Tana River exists because the river exists—Kenya's longest waterway creates a ribbon of life through otherwise arid terrain, enabling irrigation, pastoralism, and the rich wetland ecosystem of the Tana Delta. The Pokomo farmers cultivate along the banks while Orma and Wardei pastoralists graze surrounding rangelands, creating complementary but sometimes conflicting land uses.
The river has long attracted grand irrigation schemes. The Bura Irrigation and Settlement Project resettled 2,200 families from across Kenya in the 1980s. The Tana Delta Irrigation Project spans 31,000 hectares. Now the Sh40 billion Galana Kulalu Dam, signed in 2025 with China Communications Construction Company, promises to expand irrigation to 300,000 acres across Tana River and Kilifi counties. The October 2025 pilot harvest produced 30 bags of seed maize per acre.

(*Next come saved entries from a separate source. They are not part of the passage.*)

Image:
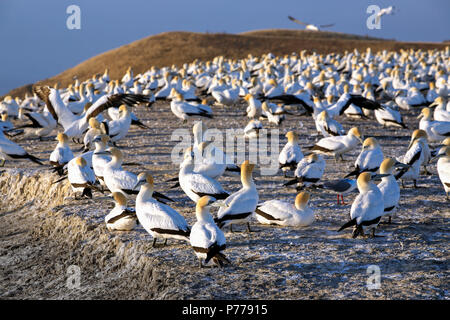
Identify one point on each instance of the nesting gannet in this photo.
(197, 185)
(369, 159)
(389, 187)
(339, 145)
(10, 150)
(443, 168)
(239, 207)
(62, 154)
(75, 126)
(309, 171)
(327, 126)
(341, 187)
(413, 158)
(207, 240)
(291, 154)
(440, 112)
(81, 177)
(436, 130)
(121, 217)
(158, 219)
(367, 208)
(286, 214)
(184, 110)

Yet the delta faces existential threat. Climate change has reduced river flows; saltwater intrusion now extends 30 kilometers inland, devastating farmers who depend on freshwater. Villages like Ozi watch each harvest shrink as the ocean creeps into their fields. Upstream dams for irrigation and hydropower may further reduce flows reaching the delta.
The county exhibits classic riparian tension: upstream extraction versus downstream ecosystem needs, irrigation infrastructure versus wetland conservation, short-term agricultural gain versus long-term delta survival. By 2026, whether the Galana Kulalu development can proceed while protecting delta ecosystems—or whether agricultural expansion accelerates the delta's saline death—will define the county's future.